None of this is fresh and original, but in terms of constituent parts coming together to provide a solid gameplay experience id appears to be onto a winner. Indeed, what with the huge range of engineered concoctions that you can scavenge and take into battle as well it’s clear that those put off by Doom 3’s basic combat from all those years ago are being aggressively wooed back into the fold.
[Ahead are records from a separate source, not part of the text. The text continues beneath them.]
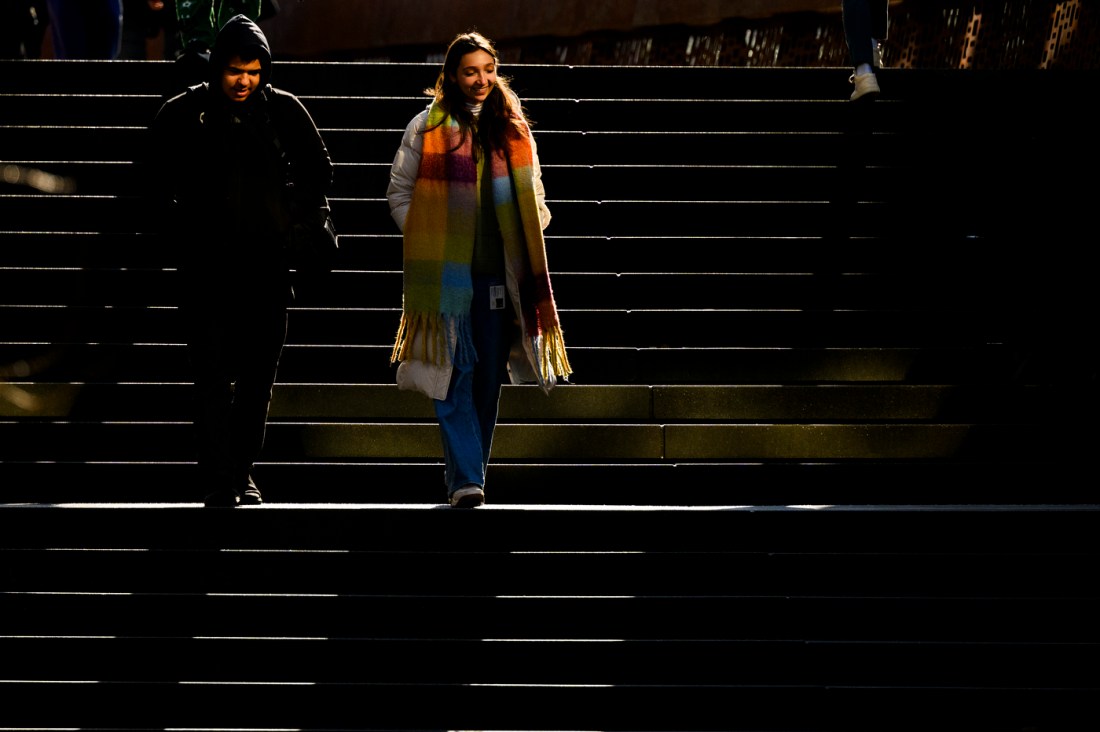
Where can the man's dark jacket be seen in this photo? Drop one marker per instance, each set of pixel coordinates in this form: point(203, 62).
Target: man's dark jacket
point(226, 174)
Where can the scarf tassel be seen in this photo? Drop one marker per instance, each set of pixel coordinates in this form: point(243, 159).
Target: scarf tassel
point(552, 357)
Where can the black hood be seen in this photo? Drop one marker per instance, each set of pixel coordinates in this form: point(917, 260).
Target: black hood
point(240, 36)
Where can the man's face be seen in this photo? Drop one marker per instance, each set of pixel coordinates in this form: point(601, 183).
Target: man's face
point(240, 78)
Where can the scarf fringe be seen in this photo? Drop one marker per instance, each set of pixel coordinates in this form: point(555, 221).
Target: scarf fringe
point(422, 337)
point(552, 358)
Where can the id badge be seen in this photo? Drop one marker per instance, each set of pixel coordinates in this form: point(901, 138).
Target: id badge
point(496, 297)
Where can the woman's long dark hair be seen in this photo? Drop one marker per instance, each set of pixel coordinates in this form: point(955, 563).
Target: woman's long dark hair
point(502, 108)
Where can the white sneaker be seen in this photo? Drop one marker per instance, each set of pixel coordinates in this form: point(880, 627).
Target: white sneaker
point(866, 84)
point(468, 496)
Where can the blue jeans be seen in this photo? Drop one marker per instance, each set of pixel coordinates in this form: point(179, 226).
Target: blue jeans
point(468, 416)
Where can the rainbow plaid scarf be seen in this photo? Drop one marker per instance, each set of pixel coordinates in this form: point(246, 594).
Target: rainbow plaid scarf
point(439, 240)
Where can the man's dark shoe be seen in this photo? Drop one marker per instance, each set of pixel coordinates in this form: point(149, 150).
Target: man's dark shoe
point(251, 494)
point(222, 499)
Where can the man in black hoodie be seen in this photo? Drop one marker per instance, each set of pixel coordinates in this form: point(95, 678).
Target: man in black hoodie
point(231, 156)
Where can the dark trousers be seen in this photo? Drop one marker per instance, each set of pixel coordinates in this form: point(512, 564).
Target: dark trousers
point(234, 353)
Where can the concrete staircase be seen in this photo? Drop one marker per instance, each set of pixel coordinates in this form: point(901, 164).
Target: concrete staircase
point(823, 463)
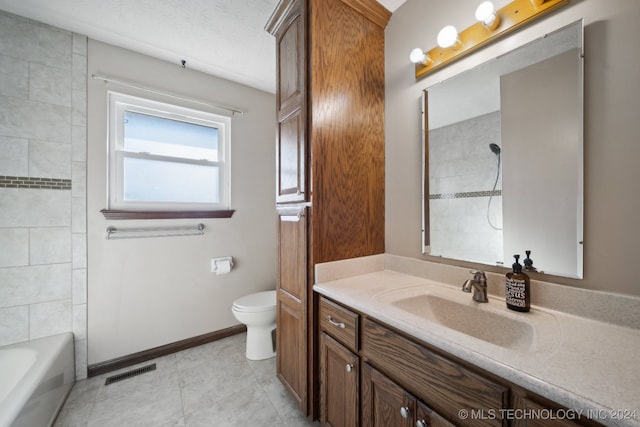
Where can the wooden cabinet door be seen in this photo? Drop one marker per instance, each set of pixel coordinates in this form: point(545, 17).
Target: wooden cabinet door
point(339, 384)
point(384, 403)
point(291, 106)
point(291, 347)
point(291, 304)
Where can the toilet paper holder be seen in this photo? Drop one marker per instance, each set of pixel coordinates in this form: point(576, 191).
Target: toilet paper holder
point(222, 265)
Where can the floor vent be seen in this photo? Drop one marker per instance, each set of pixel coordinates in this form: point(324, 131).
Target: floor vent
point(129, 374)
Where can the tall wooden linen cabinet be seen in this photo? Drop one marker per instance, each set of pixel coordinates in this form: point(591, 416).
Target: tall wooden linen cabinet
point(329, 161)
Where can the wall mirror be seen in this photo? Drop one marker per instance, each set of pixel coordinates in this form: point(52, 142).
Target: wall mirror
point(503, 158)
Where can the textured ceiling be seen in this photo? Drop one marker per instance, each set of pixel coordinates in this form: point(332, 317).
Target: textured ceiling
point(220, 37)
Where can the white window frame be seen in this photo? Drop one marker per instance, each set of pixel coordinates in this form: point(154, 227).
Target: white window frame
point(118, 104)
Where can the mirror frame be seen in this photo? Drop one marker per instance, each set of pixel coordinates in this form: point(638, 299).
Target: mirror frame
point(426, 237)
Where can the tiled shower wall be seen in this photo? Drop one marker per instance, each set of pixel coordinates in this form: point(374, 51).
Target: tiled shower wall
point(43, 98)
point(462, 172)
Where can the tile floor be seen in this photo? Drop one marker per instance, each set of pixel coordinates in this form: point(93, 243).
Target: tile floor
point(212, 385)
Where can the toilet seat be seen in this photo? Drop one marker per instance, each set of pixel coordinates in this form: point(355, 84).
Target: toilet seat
point(255, 303)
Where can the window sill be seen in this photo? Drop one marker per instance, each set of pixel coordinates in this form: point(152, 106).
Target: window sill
point(123, 214)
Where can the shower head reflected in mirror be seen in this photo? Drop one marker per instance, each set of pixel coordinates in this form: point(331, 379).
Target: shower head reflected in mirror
point(495, 149)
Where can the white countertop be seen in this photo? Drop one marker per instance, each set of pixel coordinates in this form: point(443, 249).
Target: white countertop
point(583, 364)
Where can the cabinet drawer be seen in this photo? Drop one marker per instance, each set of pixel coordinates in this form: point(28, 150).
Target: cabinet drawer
point(444, 385)
point(340, 323)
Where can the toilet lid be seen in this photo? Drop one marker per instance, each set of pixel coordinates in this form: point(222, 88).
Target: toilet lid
point(260, 301)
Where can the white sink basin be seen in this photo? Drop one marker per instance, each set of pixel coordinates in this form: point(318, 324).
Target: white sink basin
point(489, 322)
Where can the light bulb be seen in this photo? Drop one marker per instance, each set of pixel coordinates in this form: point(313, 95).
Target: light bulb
point(417, 56)
point(486, 14)
point(448, 37)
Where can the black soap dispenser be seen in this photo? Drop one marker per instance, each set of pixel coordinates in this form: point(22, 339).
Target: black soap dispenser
point(517, 290)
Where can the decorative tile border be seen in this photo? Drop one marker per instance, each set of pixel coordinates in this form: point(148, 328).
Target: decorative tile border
point(465, 195)
point(35, 183)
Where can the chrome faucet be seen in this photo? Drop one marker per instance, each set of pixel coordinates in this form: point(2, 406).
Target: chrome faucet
point(479, 285)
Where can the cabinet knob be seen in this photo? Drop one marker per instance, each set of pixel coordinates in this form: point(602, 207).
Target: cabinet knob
point(405, 412)
point(340, 325)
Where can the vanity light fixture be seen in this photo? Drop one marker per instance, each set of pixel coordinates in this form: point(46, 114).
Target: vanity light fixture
point(419, 56)
point(486, 13)
point(491, 25)
point(448, 37)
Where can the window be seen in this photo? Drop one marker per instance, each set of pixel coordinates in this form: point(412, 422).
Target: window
point(165, 157)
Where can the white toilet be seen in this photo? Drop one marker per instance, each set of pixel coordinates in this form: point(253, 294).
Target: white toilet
point(258, 312)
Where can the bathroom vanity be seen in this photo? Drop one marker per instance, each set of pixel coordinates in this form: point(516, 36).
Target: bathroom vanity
point(401, 349)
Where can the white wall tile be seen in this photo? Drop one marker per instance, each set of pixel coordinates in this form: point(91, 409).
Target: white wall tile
point(14, 156)
point(34, 208)
point(50, 318)
point(79, 143)
point(14, 81)
point(34, 42)
point(79, 72)
point(80, 321)
point(14, 324)
point(49, 159)
point(79, 111)
point(50, 245)
point(79, 178)
point(49, 84)
point(78, 215)
point(34, 284)
point(79, 286)
point(81, 359)
point(36, 120)
point(79, 250)
point(79, 45)
point(14, 247)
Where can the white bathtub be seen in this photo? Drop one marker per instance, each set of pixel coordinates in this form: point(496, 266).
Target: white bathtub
point(35, 379)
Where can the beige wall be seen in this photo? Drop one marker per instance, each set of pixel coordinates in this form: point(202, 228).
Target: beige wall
point(612, 102)
point(144, 293)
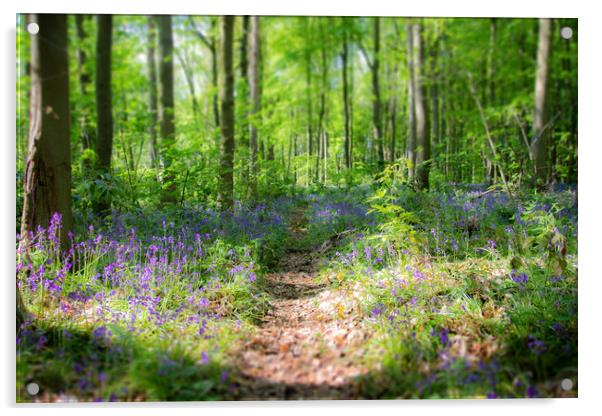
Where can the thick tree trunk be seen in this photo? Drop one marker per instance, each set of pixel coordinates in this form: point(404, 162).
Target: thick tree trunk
point(539, 143)
point(166, 107)
point(423, 153)
point(152, 90)
point(48, 169)
point(104, 107)
point(254, 66)
point(226, 185)
point(411, 101)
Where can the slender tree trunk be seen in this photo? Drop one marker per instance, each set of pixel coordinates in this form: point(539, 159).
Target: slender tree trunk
point(254, 66)
point(411, 102)
point(86, 130)
point(393, 129)
point(166, 107)
point(491, 61)
point(322, 112)
point(210, 42)
point(152, 90)
point(434, 94)
point(214, 72)
point(48, 168)
point(422, 134)
point(226, 184)
point(376, 103)
point(189, 77)
point(346, 109)
point(104, 108)
point(539, 143)
point(309, 107)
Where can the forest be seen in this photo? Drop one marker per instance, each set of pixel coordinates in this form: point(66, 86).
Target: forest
point(301, 207)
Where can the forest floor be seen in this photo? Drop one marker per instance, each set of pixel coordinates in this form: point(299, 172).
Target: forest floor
point(311, 343)
point(341, 295)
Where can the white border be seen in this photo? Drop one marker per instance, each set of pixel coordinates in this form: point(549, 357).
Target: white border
point(590, 70)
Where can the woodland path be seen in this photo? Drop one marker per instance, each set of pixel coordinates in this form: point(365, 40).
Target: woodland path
point(311, 343)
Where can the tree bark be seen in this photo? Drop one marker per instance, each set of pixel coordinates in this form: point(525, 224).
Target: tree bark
point(376, 100)
point(346, 109)
point(254, 69)
point(166, 107)
point(85, 79)
point(104, 108)
point(152, 90)
point(423, 153)
point(48, 168)
point(226, 185)
point(411, 100)
point(539, 143)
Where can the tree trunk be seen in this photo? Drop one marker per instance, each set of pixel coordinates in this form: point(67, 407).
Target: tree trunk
point(48, 169)
point(254, 66)
point(226, 185)
point(539, 143)
point(346, 110)
point(411, 101)
point(322, 111)
point(309, 106)
point(166, 107)
point(376, 103)
point(85, 79)
point(434, 94)
point(214, 72)
point(152, 96)
point(423, 153)
point(189, 76)
point(104, 108)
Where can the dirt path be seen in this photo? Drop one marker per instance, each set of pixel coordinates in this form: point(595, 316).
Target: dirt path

In fact, when viewed in contrast to id’s much bemoaned Mars Hell-leak, Rage is fascinating as the polar opposite of id’s previous wares. Where Doom 3 was tight and confined, Rage is open and sprawling. Where Doom 3 was dark, Rage is bright and primary-colored. Where once Doom-guy was po-faced and serious, the world of Rage-bloke is very silly indeed. In all likelihood, Rage will fare well in the stormy waters of modern gaming.

While it won’t redefine the FPS genre as id games once did, it appears to be engaging and enjoyable new terrain for a more refined brand of frags, head-slices and gibbing. Unless, of course, we’re all fed up with apocalyptic wastelands by next year. Which, frankly, is unlikely.